Questions about the pre-trained language model

facebookresearch / encodec

State-of-the-art deep learning based audio codec supporting both mono 24 kHz audio and stereo 48 kHz audio.

MIT License

3.5k stars 304 forks source link

Questions about the pre-trained language model #15

Open Xue9901 opened 2 years ago

Xue9901 commented 2 years ago

❓ Questions

Thanks for the great work and the shared code! I have some questions about the pre-trained transformer language model：

Could you explain more details about the supervision for training the transformer(shown as L_l in Fig 1 in your paper)? My understanding is that you use a pre-trained language model and train some linear layers to model the distribution of codewords for each frame, but is there any other supervision for modeling the distribution or is the transformer also joint optimized with the whole encoder and decoder?

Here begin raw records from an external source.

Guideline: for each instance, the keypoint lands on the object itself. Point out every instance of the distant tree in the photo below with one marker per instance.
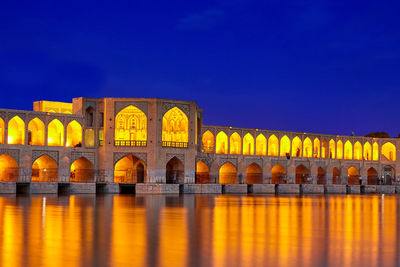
(378, 135)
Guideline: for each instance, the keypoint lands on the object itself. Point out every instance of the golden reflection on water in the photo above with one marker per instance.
(223, 230)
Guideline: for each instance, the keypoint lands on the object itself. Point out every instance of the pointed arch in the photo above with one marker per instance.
(16, 131)
(261, 145)
(285, 146)
(222, 143)
(235, 144)
(202, 173)
(9, 170)
(208, 142)
(348, 150)
(296, 147)
(389, 151)
(55, 133)
(357, 151)
(228, 174)
(36, 132)
(375, 151)
(74, 134)
(175, 129)
(339, 150)
(82, 171)
(273, 146)
(44, 169)
(317, 148)
(307, 148)
(248, 144)
(131, 126)
(367, 151)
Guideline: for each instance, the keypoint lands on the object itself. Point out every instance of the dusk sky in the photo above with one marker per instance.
(309, 66)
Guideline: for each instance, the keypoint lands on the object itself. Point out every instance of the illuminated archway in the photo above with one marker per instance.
(273, 146)
(36, 130)
(55, 133)
(324, 149)
(235, 143)
(296, 147)
(372, 178)
(202, 173)
(74, 134)
(307, 148)
(353, 176)
(175, 171)
(44, 169)
(389, 151)
(357, 151)
(228, 174)
(82, 171)
(9, 170)
(261, 145)
(331, 149)
(16, 131)
(208, 142)
(285, 146)
(339, 150)
(2, 129)
(175, 129)
(367, 151)
(335, 176)
(348, 150)
(222, 143)
(248, 144)
(278, 174)
(131, 125)
(317, 148)
(321, 176)
(254, 174)
(375, 151)
(302, 175)
(130, 169)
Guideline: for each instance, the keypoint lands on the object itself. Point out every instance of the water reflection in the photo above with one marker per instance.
(190, 230)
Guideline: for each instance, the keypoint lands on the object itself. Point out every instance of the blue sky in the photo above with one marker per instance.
(308, 66)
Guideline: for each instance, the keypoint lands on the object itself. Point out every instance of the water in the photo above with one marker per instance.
(194, 230)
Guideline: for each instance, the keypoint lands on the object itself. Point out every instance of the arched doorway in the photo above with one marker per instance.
(228, 174)
(202, 173)
(353, 176)
(279, 174)
(82, 171)
(9, 170)
(372, 178)
(175, 171)
(129, 169)
(254, 174)
(302, 175)
(44, 169)
(321, 176)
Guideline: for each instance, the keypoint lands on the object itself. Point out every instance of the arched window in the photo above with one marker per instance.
(208, 142)
(131, 127)
(296, 147)
(175, 130)
(285, 146)
(74, 134)
(16, 131)
(348, 150)
(235, 144)
(273, 146)
(36, 132)
(261, 145)
(55, 133)
(222, 143)
(248, 144)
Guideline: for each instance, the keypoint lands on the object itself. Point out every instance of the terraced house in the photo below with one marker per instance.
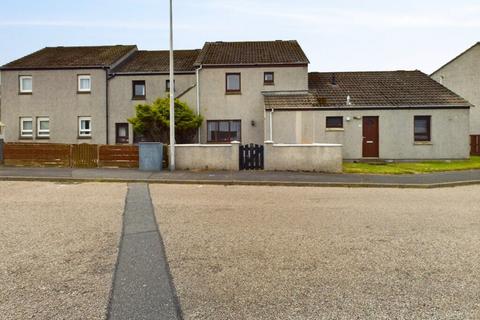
(246, 91)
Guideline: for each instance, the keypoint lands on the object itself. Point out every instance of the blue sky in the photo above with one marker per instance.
(337, 35)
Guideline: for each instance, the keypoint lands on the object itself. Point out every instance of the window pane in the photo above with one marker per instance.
(27, 125)
(85, 124)
(233, 82)
(84, 84)
(26, 84)
(334, 122)
(140, 90)
(235, 130)
(212, 128)
(422, 128)
(122, 131)
(223, 133)
(44, 125)
(268, 77)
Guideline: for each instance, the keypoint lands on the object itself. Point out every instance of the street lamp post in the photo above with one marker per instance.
(172, 95)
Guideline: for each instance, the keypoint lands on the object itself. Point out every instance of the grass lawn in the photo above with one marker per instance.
(412, 167)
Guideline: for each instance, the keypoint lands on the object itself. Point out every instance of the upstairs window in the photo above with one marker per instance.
(167, 85)
(139, 90)
(422, 128)
(26, 127)
(26, 84)
(334, 123)
(84, 127)
(268, 78)
(43, 127)
(223, 130)
(84, 83)
(233, 82)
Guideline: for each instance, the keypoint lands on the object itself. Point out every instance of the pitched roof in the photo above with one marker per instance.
(158, 61)
(68, 57)
(252, 53)
(368, 89)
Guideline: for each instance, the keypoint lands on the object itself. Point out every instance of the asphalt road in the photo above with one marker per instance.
(322, 253)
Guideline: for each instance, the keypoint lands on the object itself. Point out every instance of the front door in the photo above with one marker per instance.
(121, 133)
(370, 137)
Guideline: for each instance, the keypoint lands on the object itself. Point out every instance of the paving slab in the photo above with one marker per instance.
(142, 287)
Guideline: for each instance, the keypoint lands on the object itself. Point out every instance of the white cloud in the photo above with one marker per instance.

Looking forward for your reply! Snipaste_2022-11-06_16-42-53

adefossez commented 1 year ago

The transformer is trained a posteriori using a trained encoder / quantizer / decoder. The language model is not pretrained, it is only trained on the task of modeling the tokens from the underlying quantizer.

YWMditto commented 1 year ago

Thanks for your reply, but I want to ask what is the exact usage of this transformer module, how it can reduce bandwidth?

The transformer is trained a posteriori using a trained encoder / quantizer / decoder. The language model is not pretrained, it is only trained on the task of modeling the tokens from the underlying quantizer.

jhauret commented 1 year ago

If I can answer your question, it comes from Shannon's source coding theorem: given an alphabet of symbols, you can choose shorter codes for more likely symbols to reduce the overall length of the transmitted message, and thus bandwidth. The Transformer is used to estimate dynamically this code indices' probability in order to change the way they are encoded.

Also, I have another question: does the transformer is also trained in streaming mode (just like inference, with as many forwards as the encoded sequence length) or in classic seq2seq mode (with a single forward path)?

adefossez commented 1 year ago

The transformer is not trained in streaming mode, although we use some tricks to make it more compatible with streaming, e.g. we use random initial offset in the positional embedding and we limit the receptive field into the past. Then it is used in streaming mode, in particular in the decoder, as you must be able to decode the current token before you can make sense of the following bits.